As soon as we cut this clip of math teacher Katie Bellucci this week, I knew readers would want to see it. It’s a pretty amazing demonstration of several of the techniques in the (NEW!) Check for Understanding chapters in TLAC 2.0… it’s also a clip I’m likely to add to the 2.0 version of the book… just maybe it’ll be the last clip that makes it in under the deadline.
You might remember Katie from Elizabeth Green’s “Building a Better Teacher” piece in the New York Times Magazine. Katie, then, was brand new to teaching… she showed a ton of aptitude and we were hoping we’d be able to support her in becoming a master teacher as quickly as possible.
Four years later, Katie is that master. At Troy Prep, she helps train other teachers and has an administrative role in addition to teaching math- which she’s pretty amazing at.

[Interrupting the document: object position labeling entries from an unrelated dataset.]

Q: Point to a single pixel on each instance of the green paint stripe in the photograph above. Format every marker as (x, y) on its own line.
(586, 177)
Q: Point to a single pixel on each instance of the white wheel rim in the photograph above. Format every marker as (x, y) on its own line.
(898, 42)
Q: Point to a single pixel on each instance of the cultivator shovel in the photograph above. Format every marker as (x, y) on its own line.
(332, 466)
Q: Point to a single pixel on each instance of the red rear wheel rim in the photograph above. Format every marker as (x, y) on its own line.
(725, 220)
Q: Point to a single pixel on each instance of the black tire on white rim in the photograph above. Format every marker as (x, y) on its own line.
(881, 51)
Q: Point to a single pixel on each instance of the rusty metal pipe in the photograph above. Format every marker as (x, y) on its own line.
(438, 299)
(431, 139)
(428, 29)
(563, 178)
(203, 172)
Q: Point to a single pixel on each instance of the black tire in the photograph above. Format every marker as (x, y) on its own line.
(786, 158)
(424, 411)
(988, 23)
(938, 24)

This clip begins with her using a technique called “Show Me” to rapidly assess data on student work through observation- students answer a multiple choice question and show their answers on their fingers by playing “rock, paper, scissors.”

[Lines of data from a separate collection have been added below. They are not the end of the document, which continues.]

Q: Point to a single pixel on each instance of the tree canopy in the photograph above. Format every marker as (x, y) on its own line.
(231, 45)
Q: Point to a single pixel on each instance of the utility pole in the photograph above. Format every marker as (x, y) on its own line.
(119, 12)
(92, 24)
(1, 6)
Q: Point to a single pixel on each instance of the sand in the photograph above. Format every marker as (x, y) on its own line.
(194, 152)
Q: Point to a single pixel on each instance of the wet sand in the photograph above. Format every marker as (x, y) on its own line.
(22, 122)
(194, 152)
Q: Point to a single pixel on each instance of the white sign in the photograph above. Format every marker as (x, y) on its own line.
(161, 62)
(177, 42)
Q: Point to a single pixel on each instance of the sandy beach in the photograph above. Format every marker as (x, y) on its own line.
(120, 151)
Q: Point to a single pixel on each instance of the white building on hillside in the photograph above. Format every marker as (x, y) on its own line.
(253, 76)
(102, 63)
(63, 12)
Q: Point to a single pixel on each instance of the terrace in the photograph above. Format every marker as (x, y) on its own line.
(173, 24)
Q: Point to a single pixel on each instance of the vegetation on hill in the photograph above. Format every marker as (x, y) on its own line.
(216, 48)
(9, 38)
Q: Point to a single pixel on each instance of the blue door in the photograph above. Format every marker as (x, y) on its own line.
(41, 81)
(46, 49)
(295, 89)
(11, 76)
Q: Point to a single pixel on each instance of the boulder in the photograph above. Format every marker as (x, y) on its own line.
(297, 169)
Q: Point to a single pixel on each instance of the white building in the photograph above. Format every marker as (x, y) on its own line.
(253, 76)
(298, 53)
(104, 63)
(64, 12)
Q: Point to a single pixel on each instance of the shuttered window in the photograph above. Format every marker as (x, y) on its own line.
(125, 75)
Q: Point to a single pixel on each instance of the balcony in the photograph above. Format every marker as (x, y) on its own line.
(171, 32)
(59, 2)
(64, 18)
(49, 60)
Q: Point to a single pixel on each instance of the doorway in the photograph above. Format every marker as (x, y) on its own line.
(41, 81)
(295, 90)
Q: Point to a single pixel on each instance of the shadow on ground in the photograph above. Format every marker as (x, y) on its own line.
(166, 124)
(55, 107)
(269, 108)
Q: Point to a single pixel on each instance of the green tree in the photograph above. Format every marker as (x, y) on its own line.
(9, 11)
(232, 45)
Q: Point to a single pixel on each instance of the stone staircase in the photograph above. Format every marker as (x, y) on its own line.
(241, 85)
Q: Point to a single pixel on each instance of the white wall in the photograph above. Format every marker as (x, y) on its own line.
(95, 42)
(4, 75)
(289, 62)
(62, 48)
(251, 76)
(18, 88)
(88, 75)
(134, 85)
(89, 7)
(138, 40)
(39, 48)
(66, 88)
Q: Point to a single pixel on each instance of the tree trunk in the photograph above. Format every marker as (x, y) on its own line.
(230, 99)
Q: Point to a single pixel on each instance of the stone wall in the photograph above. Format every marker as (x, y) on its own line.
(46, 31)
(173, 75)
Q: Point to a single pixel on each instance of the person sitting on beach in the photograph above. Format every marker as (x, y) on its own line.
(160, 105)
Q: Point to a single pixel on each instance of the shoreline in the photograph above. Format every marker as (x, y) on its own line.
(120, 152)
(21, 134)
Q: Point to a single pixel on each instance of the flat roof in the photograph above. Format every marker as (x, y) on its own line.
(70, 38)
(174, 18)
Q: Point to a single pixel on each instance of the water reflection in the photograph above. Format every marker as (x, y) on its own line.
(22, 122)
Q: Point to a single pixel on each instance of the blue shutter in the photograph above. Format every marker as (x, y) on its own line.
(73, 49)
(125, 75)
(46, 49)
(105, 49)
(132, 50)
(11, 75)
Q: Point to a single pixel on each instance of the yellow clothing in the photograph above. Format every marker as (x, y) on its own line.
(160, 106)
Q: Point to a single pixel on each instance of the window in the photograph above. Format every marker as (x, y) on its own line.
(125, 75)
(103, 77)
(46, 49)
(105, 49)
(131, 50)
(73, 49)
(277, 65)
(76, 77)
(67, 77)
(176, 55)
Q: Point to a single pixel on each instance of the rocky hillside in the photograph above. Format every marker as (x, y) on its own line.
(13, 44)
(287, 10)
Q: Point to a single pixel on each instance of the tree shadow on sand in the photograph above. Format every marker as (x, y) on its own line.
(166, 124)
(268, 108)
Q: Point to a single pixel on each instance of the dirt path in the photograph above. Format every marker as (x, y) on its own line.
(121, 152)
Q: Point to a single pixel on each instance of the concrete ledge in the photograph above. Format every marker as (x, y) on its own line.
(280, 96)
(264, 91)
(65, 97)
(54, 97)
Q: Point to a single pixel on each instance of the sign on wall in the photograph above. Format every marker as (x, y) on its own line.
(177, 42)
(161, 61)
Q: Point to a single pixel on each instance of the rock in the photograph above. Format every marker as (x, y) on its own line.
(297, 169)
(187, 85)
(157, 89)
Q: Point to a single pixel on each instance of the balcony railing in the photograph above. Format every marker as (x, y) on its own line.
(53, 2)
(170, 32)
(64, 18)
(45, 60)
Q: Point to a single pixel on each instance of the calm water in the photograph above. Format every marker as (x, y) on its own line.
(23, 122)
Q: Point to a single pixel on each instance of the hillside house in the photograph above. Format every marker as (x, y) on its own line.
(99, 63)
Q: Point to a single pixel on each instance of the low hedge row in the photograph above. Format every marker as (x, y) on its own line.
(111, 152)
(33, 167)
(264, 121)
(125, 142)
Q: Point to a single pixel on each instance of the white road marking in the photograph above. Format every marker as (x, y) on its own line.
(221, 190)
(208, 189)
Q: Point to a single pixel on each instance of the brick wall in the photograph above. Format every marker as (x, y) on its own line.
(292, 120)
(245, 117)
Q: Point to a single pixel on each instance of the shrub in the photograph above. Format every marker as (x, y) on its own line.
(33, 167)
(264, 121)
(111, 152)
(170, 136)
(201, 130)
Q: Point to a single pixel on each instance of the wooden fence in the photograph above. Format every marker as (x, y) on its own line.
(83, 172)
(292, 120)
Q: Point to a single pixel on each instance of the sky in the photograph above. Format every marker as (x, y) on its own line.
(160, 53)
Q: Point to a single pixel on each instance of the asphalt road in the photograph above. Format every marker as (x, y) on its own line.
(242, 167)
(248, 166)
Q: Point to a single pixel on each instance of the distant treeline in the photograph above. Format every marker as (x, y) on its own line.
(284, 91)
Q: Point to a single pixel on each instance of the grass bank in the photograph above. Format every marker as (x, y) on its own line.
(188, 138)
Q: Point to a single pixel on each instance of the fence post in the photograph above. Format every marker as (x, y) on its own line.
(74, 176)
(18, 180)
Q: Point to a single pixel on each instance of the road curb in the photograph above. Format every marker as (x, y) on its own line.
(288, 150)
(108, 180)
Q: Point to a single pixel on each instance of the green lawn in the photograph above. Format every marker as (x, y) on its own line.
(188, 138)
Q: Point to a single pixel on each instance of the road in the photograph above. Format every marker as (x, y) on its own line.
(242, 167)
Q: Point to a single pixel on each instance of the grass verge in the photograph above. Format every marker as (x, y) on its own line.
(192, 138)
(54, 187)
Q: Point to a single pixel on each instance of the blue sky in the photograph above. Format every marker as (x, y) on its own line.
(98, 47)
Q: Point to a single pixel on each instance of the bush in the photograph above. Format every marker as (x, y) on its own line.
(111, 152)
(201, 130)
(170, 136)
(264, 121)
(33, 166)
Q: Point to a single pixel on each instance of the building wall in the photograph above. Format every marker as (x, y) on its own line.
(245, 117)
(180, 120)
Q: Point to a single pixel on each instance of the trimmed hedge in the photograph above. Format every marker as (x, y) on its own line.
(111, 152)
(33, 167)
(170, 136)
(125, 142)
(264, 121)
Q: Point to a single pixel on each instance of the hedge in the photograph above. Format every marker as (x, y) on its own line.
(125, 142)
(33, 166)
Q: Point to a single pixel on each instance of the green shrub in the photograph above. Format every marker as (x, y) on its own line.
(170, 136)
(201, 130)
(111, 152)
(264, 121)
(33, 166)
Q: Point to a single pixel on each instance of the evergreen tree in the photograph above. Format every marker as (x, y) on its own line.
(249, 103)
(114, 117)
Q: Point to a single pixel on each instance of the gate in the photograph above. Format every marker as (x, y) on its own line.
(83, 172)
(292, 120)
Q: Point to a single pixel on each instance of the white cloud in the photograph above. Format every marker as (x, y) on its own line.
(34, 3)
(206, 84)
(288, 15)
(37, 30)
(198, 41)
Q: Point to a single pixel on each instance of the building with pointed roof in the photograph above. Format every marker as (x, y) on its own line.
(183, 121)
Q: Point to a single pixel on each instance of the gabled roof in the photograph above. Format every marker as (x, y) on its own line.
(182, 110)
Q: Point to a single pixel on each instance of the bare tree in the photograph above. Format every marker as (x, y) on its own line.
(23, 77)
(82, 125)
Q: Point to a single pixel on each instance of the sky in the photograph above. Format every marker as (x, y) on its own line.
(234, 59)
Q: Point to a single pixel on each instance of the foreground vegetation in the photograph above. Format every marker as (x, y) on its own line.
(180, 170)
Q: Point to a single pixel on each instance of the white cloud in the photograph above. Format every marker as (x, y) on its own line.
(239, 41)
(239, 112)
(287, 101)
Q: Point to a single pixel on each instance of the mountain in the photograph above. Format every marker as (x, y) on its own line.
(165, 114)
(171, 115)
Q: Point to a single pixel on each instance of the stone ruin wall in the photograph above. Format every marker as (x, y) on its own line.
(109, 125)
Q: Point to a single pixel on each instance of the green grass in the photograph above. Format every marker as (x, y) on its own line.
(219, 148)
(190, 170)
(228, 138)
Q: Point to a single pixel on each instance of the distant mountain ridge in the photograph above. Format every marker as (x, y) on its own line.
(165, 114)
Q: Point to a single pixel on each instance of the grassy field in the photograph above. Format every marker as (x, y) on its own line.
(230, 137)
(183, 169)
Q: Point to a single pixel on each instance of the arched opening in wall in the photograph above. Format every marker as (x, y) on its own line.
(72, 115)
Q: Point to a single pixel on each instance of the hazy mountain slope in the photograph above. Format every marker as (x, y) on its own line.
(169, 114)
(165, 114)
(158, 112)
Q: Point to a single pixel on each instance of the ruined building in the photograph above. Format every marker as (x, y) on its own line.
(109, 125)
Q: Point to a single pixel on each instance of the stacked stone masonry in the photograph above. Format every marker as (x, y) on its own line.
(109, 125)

Katie instantly realizes there are a wide variety of answers and moves instantly to re-teach the problem. She does a great job of Withholding the Answer- another new technique that emphasizes the power of students not knowing what the right answer is- and therefore the power of delaying revealing that fact. Katie’s careful not to tip students off with her affect- she’s warm and positive and even keeps the proportion of Bs, Cs and Ds uncertain so no one knows what the majority of class members said.

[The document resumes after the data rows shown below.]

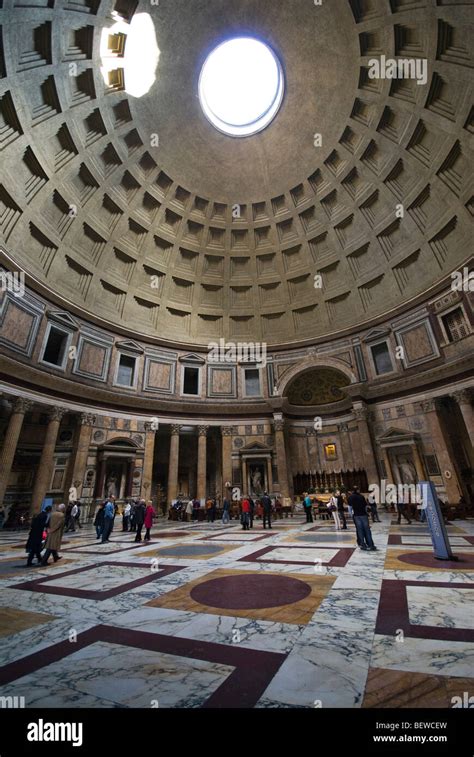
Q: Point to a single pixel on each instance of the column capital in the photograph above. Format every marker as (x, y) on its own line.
(361, 413)
(428, 406)
(151, 427)
(22, 405)
(463, 396)
(57, 413)
(87, 419)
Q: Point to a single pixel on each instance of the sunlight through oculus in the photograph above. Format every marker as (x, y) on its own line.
(241, 86)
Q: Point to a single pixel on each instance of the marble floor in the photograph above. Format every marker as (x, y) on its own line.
(212, 616)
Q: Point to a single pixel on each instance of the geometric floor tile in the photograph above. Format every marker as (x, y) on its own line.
(100, 581)
(13, 621)
(114, 667)
(301, 556)
(404, 559)
(284, 598)
(393, 688)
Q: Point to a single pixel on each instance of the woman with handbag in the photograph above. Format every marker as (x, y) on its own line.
(332, 507)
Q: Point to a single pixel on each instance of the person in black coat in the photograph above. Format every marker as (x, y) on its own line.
(267, 510)
(139, 518)
(35, 537)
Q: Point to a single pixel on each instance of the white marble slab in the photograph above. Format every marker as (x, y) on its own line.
(440, 607)
(300, 555)
(121, 677)
(453, 658)
(101, 578)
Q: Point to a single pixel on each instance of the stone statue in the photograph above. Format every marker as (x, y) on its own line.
(408, 472)
(257, 481)
(111, 487)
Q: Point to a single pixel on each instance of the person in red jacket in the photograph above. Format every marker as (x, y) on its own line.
(245, 514)
(148, 522)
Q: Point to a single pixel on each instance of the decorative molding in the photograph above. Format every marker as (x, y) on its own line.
(129, 346)
(361, 413)
(463, 396)
(22, 406)
(87, 419)
(56, 414)
(63, 318)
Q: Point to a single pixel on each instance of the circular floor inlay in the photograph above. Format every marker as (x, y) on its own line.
(427, 560)
(250, 592)
(192, 549)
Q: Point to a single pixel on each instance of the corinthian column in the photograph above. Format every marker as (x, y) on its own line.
(202, 461)
(45, 469)
(80, 453)
(226, 432)
(464, 400)
(367, 451)
(173, 465)
(147, 479)
(279, 427)
(451, 483)
(7, 455)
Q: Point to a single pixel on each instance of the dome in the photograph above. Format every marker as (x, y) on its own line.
(122, 201)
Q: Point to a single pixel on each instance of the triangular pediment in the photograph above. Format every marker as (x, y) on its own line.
(192, 359)
(129, 346)
(396, 434)
(255, 447)
(376, 334)
(60, 316)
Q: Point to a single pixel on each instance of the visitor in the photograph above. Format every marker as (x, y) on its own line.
(359, 505)
(210, 510)
(226, 512)
(109, 514)
(308, 508)
(278, 509)
(245, 517)
(99, 519)
(148, 521)
(402, 510)
(55, 534)
(69, 520)
(252, 511)
(340, 510)
(373, 510)
(126, 517)
(332, 508)
(140, 518)
(189, 511)
(76, 513)
(34, 544)
(267, 510)
(133, 525)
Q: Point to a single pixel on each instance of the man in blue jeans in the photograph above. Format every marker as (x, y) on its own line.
(109, 514)
(359, 505)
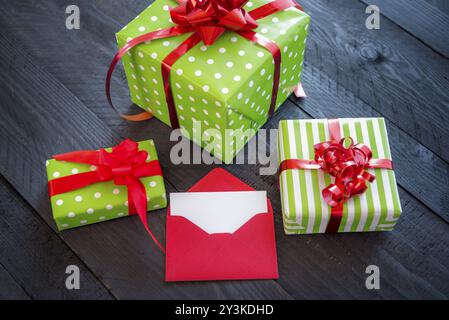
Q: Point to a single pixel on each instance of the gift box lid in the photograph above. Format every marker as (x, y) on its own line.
(232, 71)
(304, 208)
(103, 200)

In fact, the most compelling part of the clip is the mood- the warm positive affect she uses in addressing error. She’s warm and positive all the way through, enjoying the opportunity to learn from the problem rather than blaming students for getting it wrong–we call this building a Culture of Error. It’s a critical part of an effective classroom for students to know it’s safe, even useful to make mistakes. At the end Katie congratulates students who found the error in their work- it’s a good thing to solve your own mistakes. It’s a lovely example of how the culture of a classroom makes students not only comfortable with errors but value them. It also demonstrates, in Show Me, an efficient tool for gathering data and responding right away and in Withhold the Answer, a slight variation that can bring added rigor to re-teaching.
Hope you enjoy it as much as we did.